Juris-M / citeproc-js

A JavaScript implementation of the Citation Style Language (CSL) https://citeproc-js.readthedocs.io

Geek Repo:Geek Repo

Github PK Tool:Github PK Tool

Regexes in util_page.js fail to recognize non-standard locators (e.g. *7, 2.1, 4(b), 3:8), so range is treated as single locator

dchawisher opened this issue · comments

It is sometimes necessary to cite pages, sections, paragraphs, etc. using a locator like 2.1, 4(b), 3:8 (common shorthand for 'page 3, line 8' when citing transcripts), or '3¶8' (used when citing numbered paragraphs if not all of the document is numbered). When citing ranges of those locators, util_page.js fails to appreciate that they are ranges because they do not match its regexes. Compounding the problem, util_page.js also replaces en dashes with hyphens, so a manual workaround is impossible.

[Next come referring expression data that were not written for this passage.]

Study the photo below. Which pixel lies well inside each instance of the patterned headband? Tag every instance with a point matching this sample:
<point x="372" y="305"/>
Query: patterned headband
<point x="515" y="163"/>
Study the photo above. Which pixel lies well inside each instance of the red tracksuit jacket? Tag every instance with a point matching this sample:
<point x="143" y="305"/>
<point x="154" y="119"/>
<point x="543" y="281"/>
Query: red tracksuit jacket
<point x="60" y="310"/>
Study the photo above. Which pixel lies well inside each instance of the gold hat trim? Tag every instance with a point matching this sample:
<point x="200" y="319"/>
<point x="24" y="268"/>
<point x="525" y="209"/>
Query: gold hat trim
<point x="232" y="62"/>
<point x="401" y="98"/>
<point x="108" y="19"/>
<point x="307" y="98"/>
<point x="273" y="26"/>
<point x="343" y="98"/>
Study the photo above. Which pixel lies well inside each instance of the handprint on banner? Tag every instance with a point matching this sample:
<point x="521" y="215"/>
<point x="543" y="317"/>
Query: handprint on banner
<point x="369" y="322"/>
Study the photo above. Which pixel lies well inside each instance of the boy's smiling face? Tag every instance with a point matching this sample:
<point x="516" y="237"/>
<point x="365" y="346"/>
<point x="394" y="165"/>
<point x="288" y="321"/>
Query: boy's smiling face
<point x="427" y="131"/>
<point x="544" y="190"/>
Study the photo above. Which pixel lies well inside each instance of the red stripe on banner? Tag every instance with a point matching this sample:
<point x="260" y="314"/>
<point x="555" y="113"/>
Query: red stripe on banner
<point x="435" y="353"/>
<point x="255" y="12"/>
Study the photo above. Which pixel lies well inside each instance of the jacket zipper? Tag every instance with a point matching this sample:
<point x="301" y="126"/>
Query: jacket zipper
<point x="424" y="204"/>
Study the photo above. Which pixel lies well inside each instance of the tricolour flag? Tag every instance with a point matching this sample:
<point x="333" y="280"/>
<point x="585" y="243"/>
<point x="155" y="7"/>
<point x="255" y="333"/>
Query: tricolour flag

The regex in question is here (similar regexes are used at 35 and 36):

rangerex = /([0-9]*[a-zA-Z]+0*)?([0-9]+[a-z]*)\s*(?:\u2013|-)\s*([0-9]*[a-zA-Z]+0*)?([0-9]+[a-z]*)/;

The following regex should (adapted as appropriate for lines 35 and 36) work without causing problems:

([0-9]*[a-zA-Z]+0*)?([0-9\:\.\§\¶\*]+\(*[a-z]*\)*)\s*(?:\u2013|-)\s*([0-9]*[a-zA-Z]+0*)?([0-9\:\.\§\¶\*]+\(*[a-z]*\)*)